Overview


Challenges
  • Deepwater well
  • Pressure spikes
  • Inclination build up from 48 to 88°
  • HP/HT conditions
  • Reactive shales and soft formations
Results
  • Improved ROP 48%
  • Increased flow rate 14%
  • Maximized drilling efficiency
  • Eliminated NPT and downhole losses
  • Maintained adequate pressure and temperature controls
  • Achieved total depth of 9,258 ft (2822 m)
Case study details

An independent national oil company in Brazil required a synthetic drilling fluid for a challenging deepwater well. Located in the Atlanta field in the Santos basin, the well had a water depth of 5,088 ft (1551 m), a 143⁄4-in. (375 mm) section with a maximum anticipated density of 9.3 ppg, and inclination build up from 48 to 88°, landing at the top of the unconsolidated sand/sandstone reservoir. Constant rheology, lower viscosity, and fragile gel strength had to be maintained to promote effective hole cleaning and a successful casing run, while minimizing pressure impacts to protect the formation.

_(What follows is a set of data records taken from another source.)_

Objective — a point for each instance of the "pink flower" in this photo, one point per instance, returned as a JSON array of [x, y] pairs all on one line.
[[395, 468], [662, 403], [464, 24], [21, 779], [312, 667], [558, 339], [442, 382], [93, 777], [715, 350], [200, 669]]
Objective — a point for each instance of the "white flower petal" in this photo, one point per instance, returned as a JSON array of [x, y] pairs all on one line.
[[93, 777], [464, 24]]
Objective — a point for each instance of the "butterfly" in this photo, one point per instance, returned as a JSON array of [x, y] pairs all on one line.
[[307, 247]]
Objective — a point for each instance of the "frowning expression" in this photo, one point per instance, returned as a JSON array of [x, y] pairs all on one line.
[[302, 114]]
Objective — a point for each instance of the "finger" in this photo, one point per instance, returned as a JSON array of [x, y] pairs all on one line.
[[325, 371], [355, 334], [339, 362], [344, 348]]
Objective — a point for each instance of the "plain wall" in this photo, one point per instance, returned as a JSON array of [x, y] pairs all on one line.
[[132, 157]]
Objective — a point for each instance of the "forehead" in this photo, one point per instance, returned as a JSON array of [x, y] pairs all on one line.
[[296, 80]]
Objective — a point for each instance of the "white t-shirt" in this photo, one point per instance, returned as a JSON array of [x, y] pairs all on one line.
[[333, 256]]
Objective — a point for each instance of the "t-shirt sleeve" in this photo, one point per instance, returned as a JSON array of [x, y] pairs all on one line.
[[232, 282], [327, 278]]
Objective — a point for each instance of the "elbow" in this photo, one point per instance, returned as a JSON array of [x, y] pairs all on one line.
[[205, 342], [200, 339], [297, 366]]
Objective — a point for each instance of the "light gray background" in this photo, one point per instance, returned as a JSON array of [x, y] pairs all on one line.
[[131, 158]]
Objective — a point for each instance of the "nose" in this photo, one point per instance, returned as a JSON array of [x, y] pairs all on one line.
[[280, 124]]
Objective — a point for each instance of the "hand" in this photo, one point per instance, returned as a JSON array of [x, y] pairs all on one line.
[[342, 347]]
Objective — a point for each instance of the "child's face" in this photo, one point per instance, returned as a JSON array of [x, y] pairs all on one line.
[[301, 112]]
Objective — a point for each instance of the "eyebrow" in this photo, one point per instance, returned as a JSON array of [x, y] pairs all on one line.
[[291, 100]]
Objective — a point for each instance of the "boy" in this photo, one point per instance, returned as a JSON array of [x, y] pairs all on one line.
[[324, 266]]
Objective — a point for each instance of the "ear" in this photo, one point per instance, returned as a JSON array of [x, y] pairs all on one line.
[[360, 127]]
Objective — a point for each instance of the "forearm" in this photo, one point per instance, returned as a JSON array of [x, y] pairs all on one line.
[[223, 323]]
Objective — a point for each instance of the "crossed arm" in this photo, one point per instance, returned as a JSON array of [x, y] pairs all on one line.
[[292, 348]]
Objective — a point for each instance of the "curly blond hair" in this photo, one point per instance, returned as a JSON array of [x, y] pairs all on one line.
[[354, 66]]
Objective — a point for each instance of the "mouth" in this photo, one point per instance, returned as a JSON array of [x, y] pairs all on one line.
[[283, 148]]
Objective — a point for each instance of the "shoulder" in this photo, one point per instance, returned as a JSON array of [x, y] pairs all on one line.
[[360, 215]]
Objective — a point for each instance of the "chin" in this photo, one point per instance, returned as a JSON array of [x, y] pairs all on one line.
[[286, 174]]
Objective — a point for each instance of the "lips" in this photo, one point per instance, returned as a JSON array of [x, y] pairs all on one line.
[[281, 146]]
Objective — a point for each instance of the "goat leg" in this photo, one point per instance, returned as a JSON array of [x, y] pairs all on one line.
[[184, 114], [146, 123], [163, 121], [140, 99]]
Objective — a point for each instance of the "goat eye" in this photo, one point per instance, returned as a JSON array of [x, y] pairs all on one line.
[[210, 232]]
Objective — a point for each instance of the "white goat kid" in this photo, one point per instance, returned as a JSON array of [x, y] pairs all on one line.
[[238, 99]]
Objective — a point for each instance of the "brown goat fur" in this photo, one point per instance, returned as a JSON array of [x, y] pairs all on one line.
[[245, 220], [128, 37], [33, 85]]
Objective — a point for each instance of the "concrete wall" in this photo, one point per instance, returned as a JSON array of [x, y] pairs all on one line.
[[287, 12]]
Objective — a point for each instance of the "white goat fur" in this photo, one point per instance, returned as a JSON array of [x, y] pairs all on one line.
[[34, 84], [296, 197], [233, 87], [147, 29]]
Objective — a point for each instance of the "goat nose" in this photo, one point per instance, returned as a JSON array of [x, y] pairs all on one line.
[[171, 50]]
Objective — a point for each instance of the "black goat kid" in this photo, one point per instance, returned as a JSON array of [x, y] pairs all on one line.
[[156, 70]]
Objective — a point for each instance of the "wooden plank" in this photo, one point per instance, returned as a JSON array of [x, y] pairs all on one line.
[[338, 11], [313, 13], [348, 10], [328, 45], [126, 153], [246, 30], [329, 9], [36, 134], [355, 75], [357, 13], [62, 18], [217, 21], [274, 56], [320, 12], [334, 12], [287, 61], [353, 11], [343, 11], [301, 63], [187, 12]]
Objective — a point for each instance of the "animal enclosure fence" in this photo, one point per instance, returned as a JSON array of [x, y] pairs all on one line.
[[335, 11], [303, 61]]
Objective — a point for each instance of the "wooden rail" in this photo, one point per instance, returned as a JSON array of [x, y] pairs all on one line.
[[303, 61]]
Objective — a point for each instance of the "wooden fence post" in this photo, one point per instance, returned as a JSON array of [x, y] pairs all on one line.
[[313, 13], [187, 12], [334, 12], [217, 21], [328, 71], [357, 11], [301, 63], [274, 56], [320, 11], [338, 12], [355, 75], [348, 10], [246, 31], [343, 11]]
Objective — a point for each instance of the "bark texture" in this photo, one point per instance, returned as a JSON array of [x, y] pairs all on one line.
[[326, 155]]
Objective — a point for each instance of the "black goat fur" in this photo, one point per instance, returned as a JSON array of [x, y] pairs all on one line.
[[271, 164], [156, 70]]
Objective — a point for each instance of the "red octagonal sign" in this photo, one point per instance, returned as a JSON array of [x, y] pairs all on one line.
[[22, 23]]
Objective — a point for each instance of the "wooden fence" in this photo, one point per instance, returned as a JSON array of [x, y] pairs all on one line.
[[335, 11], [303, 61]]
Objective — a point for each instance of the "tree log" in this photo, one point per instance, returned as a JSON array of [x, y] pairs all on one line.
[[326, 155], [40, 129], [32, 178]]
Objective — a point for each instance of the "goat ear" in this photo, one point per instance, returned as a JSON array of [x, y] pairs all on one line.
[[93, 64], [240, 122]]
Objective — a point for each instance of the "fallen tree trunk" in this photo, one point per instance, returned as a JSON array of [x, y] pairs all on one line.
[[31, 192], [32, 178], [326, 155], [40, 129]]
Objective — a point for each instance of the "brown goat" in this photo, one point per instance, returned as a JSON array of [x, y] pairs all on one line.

The fluid also needed to withstand high-pressure-high temperature (HP/HT) conditions, improve equivalent circulating density (ECD), and manage pressure spikes compared to offset wells drilled with a paraffin-based conventional drilling fluid. The operational drilling window was narrow with pore pressure at approximately 8.8 ppg and formation integrity at 10.1 ppg. Reactive shales and soft formations were expected with risk of lost circulation. An accurate hydraulics analysis had to be performed to aid in eliminating downhole losses and nonproductive time (NPT).